Scheduled Seminars on Dec. 19, 2023

Matthew Diller, PhD candidate
11 a.m.
Presentation Title
Ontology-based Semantic Data Integration for Exposome Research
Virtual, see link below

Contact with questions about this seminar.


The interplay between a human’s external environment and their internal physiological processes is believed to have a tremendous impact on health and treatment outcomes. Unfortunately, the range of known and potential external environmental health factors is incredibly broad and growing at a fast rate, making it difficult to study the relationships between them and health outcomes. One challenge caused by the sheer volume and heterogeneity of environmental and clinical data that are needed to analyze these factors is integrating those data to better support epidemiology research. For example, two data sets may use two different names for variables that refer to the same thing (e.g., ‘M’ or ‘Male’ as values for a gender field) or they may contain variables that have the same name but refer to completely different things (e.g., the variable ‘peak flow rate’ may have different meanings in the context of medicine than it would in the context of civil engineering). Fortunately, Semantic Web technologies, such as ontologies, are well-suited to support the integration of such data, as they can provide precise, unambiguous, and structured semantics for the entities represented in the data that are both human-and machine-readable. However, OWL 2 ontologies have difficulty with representing temporal information due to limitations with OWL 2—a potential problem for a use case such as the external exposome where the timing, order, and frequency of exposures matter. In addition, our preliminary analysis of existing biomedical ontologies suggests that the ontology classes required for the representation of environmental and other non-clinical data are insufficient.

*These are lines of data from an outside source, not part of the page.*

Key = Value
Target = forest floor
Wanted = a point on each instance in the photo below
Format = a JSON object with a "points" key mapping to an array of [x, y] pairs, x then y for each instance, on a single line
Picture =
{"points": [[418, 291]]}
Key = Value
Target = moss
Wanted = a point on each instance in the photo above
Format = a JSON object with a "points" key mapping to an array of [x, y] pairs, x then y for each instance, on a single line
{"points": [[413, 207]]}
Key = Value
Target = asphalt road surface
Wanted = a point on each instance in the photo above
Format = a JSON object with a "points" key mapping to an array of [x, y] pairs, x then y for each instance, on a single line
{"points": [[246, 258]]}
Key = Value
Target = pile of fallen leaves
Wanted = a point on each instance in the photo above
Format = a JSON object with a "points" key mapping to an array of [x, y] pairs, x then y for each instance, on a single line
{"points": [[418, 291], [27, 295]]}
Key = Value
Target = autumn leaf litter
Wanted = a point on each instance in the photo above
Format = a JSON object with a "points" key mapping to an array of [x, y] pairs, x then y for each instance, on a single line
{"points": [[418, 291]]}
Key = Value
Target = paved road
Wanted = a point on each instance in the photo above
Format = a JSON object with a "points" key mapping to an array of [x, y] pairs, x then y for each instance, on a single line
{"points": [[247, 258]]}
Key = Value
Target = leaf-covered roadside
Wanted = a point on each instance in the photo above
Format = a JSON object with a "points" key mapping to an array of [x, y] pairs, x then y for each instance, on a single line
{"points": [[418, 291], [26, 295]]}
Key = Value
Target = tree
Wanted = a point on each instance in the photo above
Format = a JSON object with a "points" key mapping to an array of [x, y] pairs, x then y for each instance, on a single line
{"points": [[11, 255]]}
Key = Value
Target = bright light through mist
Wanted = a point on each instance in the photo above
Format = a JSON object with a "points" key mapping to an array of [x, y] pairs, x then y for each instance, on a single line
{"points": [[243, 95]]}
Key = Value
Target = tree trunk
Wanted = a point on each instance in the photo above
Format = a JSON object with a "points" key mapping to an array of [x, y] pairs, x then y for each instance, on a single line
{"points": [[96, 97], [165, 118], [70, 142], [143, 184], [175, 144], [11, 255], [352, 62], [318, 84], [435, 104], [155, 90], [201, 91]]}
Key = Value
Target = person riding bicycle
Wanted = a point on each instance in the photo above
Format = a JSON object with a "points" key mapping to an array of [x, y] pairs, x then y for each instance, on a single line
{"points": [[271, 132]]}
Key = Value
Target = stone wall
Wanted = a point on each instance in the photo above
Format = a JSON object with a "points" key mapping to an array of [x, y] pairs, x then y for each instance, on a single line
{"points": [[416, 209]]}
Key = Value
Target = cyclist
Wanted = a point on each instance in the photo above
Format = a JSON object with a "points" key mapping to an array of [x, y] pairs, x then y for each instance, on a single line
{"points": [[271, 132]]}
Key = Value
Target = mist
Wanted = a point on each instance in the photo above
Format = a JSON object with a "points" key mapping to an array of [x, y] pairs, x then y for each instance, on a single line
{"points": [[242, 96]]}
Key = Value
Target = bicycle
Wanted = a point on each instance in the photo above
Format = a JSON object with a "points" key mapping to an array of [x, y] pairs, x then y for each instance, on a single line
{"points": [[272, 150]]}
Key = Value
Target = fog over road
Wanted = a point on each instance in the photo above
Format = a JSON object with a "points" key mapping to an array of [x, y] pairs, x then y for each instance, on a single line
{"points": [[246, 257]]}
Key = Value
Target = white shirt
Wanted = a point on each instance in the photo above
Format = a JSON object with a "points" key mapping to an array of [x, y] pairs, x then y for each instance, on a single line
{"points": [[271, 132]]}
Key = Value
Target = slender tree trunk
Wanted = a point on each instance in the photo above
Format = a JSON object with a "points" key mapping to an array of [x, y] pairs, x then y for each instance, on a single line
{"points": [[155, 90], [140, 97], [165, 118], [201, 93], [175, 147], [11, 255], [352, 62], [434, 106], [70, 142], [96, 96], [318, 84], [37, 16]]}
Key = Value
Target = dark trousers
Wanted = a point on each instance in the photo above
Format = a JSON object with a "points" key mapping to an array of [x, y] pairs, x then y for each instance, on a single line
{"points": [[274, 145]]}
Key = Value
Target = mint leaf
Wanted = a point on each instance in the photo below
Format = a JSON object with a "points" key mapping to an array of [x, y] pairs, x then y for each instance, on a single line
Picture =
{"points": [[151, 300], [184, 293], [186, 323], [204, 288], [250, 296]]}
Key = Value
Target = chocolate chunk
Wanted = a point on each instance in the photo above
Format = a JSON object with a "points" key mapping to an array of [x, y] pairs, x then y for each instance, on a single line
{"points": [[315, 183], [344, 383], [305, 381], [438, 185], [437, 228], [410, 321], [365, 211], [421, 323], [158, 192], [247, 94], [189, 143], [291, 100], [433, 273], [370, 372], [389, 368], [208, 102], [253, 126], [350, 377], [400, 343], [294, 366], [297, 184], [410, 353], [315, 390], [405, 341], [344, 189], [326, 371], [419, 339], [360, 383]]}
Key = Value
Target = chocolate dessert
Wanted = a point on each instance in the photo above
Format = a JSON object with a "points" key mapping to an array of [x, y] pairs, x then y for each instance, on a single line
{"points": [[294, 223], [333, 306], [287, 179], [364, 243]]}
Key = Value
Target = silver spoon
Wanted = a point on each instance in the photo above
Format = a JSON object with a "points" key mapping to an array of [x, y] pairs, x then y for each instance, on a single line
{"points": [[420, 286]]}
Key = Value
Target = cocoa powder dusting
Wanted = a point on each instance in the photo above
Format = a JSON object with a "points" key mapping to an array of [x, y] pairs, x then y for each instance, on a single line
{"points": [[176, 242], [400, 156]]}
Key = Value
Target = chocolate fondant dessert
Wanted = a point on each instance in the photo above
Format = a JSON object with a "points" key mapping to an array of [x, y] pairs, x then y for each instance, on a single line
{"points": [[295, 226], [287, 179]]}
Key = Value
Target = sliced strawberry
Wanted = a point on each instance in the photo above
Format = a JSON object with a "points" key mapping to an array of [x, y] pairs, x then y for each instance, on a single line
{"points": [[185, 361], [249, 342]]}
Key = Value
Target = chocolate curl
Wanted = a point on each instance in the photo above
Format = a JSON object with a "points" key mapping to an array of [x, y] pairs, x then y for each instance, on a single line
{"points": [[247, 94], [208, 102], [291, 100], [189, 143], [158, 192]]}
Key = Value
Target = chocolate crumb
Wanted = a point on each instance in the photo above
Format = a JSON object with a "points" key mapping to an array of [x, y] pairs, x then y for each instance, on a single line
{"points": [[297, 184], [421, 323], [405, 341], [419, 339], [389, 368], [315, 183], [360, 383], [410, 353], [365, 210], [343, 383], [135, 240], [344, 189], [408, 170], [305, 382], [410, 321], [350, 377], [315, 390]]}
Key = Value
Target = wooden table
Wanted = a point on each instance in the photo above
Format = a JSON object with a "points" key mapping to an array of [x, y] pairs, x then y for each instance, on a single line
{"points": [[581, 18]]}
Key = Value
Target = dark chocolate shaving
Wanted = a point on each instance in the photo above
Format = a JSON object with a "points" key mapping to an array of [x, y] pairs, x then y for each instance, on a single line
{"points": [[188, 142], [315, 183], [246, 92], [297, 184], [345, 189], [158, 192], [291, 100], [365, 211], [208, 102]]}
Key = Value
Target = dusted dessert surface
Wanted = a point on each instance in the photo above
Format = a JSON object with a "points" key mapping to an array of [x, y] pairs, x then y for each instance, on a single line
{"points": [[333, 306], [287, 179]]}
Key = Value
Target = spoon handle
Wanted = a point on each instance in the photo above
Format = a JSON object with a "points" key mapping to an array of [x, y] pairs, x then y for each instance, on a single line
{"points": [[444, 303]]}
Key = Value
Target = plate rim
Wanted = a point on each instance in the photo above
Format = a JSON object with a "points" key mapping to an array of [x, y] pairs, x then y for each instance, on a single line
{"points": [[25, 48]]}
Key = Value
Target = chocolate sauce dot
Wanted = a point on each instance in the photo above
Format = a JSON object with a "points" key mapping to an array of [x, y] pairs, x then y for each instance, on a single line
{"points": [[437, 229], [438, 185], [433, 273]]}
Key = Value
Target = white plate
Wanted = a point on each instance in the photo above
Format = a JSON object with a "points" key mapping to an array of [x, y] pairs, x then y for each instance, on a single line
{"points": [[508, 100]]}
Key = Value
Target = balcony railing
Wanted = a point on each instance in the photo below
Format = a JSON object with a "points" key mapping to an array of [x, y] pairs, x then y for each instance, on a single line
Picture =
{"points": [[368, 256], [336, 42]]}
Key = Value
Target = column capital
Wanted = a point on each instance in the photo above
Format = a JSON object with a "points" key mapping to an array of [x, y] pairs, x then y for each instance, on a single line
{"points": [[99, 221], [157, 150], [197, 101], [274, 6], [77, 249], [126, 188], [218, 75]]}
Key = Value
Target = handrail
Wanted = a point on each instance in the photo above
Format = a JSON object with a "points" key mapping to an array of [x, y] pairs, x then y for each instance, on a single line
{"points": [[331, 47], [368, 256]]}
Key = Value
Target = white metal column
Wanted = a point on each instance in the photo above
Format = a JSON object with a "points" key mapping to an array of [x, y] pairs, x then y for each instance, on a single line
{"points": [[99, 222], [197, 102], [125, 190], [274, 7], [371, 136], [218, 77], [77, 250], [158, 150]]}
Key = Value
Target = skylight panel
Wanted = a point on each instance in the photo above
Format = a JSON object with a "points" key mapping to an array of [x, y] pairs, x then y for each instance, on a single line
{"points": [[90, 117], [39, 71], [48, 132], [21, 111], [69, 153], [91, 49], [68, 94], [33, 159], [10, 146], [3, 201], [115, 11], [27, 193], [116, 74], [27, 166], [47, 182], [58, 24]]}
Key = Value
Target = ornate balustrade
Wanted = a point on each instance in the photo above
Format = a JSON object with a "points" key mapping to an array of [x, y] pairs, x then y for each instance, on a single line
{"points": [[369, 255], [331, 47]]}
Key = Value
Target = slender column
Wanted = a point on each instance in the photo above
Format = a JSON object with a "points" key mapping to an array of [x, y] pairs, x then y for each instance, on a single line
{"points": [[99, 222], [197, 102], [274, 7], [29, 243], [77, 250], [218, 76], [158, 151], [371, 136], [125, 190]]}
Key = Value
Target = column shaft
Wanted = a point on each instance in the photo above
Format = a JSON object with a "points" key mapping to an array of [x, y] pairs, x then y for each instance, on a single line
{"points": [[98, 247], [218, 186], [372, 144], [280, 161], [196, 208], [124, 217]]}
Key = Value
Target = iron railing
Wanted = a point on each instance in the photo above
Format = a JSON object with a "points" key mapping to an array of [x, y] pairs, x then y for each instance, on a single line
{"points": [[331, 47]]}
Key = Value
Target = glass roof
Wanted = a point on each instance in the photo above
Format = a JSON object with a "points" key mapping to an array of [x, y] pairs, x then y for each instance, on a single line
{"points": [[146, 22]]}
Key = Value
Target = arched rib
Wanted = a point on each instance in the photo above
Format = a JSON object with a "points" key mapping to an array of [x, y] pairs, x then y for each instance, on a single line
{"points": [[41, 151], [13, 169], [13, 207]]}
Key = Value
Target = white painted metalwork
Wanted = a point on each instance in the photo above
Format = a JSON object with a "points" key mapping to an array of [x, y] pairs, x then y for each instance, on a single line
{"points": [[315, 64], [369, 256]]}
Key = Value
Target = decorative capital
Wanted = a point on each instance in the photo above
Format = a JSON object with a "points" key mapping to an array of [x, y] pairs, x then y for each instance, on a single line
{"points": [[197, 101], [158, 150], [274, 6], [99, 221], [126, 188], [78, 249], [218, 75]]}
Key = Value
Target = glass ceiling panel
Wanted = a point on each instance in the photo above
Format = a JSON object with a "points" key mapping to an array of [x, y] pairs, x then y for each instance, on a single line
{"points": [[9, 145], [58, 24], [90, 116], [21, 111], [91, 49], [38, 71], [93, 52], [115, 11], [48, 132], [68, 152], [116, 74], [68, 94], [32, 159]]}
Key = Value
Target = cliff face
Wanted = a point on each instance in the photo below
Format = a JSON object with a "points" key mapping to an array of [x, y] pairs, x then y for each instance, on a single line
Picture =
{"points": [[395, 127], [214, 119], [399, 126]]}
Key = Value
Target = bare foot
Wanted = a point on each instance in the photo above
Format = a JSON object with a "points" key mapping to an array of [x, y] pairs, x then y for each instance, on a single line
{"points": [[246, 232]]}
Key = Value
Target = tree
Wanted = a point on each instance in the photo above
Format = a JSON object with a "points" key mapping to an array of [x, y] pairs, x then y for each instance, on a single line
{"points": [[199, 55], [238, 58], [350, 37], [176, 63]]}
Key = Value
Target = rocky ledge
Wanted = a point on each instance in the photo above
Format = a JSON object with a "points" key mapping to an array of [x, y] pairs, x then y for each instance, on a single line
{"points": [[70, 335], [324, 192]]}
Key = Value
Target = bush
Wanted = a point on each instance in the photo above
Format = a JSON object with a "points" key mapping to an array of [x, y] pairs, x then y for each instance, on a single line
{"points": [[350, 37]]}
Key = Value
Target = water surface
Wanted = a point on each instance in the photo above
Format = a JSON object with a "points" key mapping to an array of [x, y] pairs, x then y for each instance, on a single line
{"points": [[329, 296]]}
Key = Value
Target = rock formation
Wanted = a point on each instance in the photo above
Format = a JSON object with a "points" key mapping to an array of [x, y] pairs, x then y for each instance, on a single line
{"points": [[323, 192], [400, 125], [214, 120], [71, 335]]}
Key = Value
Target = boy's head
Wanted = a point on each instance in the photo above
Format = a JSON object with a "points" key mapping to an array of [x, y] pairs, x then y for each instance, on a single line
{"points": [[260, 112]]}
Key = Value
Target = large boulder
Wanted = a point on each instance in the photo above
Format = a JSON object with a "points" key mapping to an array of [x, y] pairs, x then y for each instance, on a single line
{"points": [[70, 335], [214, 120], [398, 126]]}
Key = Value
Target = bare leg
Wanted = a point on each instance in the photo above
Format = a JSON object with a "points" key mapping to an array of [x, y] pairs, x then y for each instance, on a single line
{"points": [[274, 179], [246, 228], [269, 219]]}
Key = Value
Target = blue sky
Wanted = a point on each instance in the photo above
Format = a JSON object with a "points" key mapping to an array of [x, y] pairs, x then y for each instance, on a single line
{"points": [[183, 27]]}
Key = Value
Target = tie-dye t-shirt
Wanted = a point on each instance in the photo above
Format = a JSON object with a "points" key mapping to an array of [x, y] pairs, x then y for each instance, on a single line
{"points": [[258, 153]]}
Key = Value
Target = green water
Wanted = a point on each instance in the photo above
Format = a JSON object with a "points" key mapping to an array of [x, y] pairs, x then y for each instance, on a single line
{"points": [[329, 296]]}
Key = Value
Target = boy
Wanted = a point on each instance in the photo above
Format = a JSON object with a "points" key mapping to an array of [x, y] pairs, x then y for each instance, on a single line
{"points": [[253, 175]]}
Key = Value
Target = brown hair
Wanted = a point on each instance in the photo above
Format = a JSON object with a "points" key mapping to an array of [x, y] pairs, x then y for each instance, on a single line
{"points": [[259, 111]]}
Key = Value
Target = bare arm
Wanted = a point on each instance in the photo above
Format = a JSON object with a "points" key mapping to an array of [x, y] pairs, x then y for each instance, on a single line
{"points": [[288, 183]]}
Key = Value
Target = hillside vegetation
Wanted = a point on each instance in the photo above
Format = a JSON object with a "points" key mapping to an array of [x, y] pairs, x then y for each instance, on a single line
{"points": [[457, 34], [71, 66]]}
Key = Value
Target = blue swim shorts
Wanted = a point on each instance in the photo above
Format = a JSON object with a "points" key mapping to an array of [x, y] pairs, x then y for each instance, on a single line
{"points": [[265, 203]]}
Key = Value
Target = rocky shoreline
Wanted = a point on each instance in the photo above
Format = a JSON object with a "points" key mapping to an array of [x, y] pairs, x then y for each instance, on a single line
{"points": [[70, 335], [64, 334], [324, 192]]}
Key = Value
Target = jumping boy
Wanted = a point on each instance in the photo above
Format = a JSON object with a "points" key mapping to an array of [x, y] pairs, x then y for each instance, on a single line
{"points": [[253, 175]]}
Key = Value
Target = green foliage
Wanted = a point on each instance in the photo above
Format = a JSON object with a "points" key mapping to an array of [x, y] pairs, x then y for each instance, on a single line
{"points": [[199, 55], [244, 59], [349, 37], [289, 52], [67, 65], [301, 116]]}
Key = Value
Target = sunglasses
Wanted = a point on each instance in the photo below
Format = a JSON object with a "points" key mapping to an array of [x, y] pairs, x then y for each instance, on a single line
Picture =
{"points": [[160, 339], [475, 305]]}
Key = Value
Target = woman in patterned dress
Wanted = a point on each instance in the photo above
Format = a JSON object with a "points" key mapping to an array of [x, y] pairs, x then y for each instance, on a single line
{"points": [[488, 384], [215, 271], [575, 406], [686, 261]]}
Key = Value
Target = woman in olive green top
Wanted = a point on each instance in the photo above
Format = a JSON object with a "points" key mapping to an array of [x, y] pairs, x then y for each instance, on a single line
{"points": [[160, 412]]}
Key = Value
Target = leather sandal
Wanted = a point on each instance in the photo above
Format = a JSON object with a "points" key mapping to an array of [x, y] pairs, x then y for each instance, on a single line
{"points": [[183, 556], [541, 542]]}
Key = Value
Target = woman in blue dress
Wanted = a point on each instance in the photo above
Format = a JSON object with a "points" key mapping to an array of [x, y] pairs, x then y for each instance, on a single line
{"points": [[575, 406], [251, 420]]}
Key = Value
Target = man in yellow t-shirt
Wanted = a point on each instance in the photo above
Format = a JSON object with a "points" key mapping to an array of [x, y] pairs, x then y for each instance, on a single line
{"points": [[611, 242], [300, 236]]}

The goal of this project, therefore, is to develop an ontology that represents external exposure factors and measures of them, the health outcomes they are related to, and the temporal relations that exist between these entities. I intend to then use these ontologies with a graph database to develop a structured representation in which the relationships between patients, their health outcomes, and the relevant environmental factors are made maximally explicit. The resulting database can then be queried and used by epidemiologists for the purpose of better understanding these relationships between the external environment and patient health outcomes.